Canal Overview

Canal is Alibaba’s open-source MySQL binlog incremental subscription and consumption platform. It simulates MySQL’s master-slave replication mechanism, implementing Change Data Capture (CDC) by parsing MySQL binary logs (binlog).

  • Data synchronization: Supports synchronizing database change data to other data sources or message systems like Kafka, RocketMQ, Elasticsearch, etc.
  • Real-time capability: Based on binlog parsing and subscription, enables millisecond-level data change capture.
  • Distributed architecture: Supports cluster deployment, meeting high availability and high throughput requirements.
  • Multi-database support: Besides MySQL, also supports MariaDB and some databases compatible with MySQL protocol.

Kafka Overview

Kafka is a distributed messaging system for high-throughput, low-latency data stream processing. It supports message persistence, subscription consumption, stream processing, and is commonly used for log collection, event stream processing, big data analysis, and message queue scenarios.

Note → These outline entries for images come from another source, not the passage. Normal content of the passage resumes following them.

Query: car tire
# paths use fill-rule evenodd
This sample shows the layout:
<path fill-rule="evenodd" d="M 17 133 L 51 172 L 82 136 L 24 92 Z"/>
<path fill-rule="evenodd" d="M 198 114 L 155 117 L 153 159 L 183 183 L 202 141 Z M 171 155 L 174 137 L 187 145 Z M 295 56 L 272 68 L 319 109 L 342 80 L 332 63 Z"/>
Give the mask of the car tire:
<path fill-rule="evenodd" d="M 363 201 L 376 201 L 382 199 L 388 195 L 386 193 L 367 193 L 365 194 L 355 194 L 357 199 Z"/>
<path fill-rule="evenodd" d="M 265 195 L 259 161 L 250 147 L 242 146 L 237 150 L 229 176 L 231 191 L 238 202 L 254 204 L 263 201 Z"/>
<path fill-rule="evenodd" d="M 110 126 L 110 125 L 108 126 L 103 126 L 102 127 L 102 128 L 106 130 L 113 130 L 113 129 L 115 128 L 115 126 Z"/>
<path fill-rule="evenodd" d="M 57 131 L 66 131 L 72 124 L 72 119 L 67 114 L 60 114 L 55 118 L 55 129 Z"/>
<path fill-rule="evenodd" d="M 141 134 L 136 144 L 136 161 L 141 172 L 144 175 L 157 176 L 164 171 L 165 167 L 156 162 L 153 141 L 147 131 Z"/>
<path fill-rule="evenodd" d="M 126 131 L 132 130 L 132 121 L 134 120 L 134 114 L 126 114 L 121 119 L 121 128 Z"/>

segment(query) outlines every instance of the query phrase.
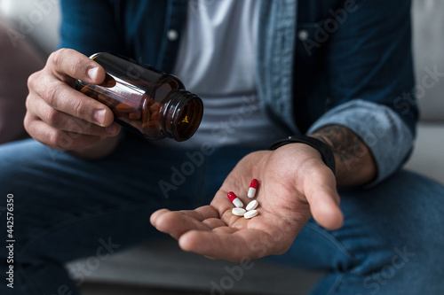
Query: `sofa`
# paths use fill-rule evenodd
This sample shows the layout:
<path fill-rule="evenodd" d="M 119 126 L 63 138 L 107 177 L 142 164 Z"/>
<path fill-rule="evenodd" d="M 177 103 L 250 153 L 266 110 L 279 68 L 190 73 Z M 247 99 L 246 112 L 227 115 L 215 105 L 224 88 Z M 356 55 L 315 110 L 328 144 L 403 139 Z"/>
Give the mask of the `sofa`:
<path fill-rule="evenodd" d="M 0 0 L 3 18 L 24 34 L 24 41 L 43 58 L 57 47 L 58 9 L 56 0 Z M 418 95 L 421 117 L 416 147 L 406 168 L 444 183 L 440 154 L 444 148 L 444 1 L 414 0 L 412 13 L 416 75 L 412 91 Z M 72 271 L 77 263 L 84 262 L 85 259 L 72 261 L 67 268 Z M 184 252 L 170 237 L 117 252 L 99 262 L 85 276 L 85 284 L 156 287 L 178 293 L 190 291 L 190 294 L 208 294 L 211 290 L 215 294 L 305 294 L 322 275 L 266 260 L 240 269 L 234 263 Z"/>

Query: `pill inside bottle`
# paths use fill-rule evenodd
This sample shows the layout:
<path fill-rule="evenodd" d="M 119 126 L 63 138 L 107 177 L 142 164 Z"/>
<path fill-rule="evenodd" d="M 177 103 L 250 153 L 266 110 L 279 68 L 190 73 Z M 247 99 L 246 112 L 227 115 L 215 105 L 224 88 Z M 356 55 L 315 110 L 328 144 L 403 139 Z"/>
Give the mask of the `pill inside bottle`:
<path fill-rule="evenodd" d="M 100 85 L 77 80 L 75 89 L 111 109 L 115 120 L 149 139 L 181 142 L 195 133 L 203 105 L 178 78 L 109 53 L 91 57 L 106 72 Z"/>

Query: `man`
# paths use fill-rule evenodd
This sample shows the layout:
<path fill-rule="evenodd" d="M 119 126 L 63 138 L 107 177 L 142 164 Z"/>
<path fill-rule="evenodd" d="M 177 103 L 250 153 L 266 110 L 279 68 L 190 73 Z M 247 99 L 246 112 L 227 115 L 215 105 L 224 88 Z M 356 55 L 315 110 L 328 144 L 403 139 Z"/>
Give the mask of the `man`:
<path fill-rule="evenodd" d="M 232 261 L 285 252 L 276 259 L 328 270 L 315 294 L 442 291 L 444 189 L 397 171 L 416 118 L 415 105 L 394 104 L 414 85 L 409 4 L 62 1 L 70 49 L 29 78 L 25 118 L 56 150 L 36 141 L 0 150 L 2 193 L 14 195 L 20 229 L 16 293 L 75 292 L 62 263 L 91 255 L 98 240 L 153 239 L 146 216 L 156 209 L 153 225 L 185 250 Z M 204 101 L 196 135 L 118 136 L 110 110 L 72 88 L 103 82 L 83 55 L 97 51 L 178 74 Z M 253 178 L 259 214 L 233 215 L 226 193 L 242 198 Z"/>

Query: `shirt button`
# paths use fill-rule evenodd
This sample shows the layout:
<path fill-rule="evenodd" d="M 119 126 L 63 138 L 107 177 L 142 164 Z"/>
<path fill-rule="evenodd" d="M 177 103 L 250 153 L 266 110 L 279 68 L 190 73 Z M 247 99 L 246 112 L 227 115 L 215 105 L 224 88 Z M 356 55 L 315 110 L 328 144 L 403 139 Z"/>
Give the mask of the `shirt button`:
<path fill-rule="evenodd" d="M 297 38 L 300 40 L 300 41 L 305 41 L 308 39 L 308 32 L 307 30 L 299 30 L 297 32 Z"/>
<path fill-rule="evenodd" d="M 173 30 L 173 29 L 169 30 L 168 34 L 167 34 L 167 37 L 168 37 L 168 40 L 170 40 L 170 41 L 178 40 L 178 31 Z"/>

  • Producer: Responsible for writing data to Kafka.
  • Consumer: Reads data from Kafka.
  • Broker: Server in Kafka cluster, responsible for storing and distributing messages.
  • Topic: Message classification storage unit.
  • Partition: Stores data in partitions to achieve parallel processing and load balancing.

Canal and Kafka Integration Principle

Canal and Kafka are typically used together to build efficient data synchronization pipelines, enabling real-time push of database changes to message queues. The process is as follows:

  1. Data source capture: Canal monitors MySQL binlog data change events.
  2. Data parsing: Canal parses binlog data into JSON format or other structured data.
  3. Message push: Canal sends parsed data to specified Kafka Topic.
  4. Message consumption and processing: Kafka Consumer consumes data and further distributes to other services or storage like Hadoop, Elasticsearch, Redis.

Use Cases

Data Synchronization and Distribution

Achieve data consistency across multiple heterogeneous systems. For example, synchronize MySQL data changes to Elasticsearch for real-time search.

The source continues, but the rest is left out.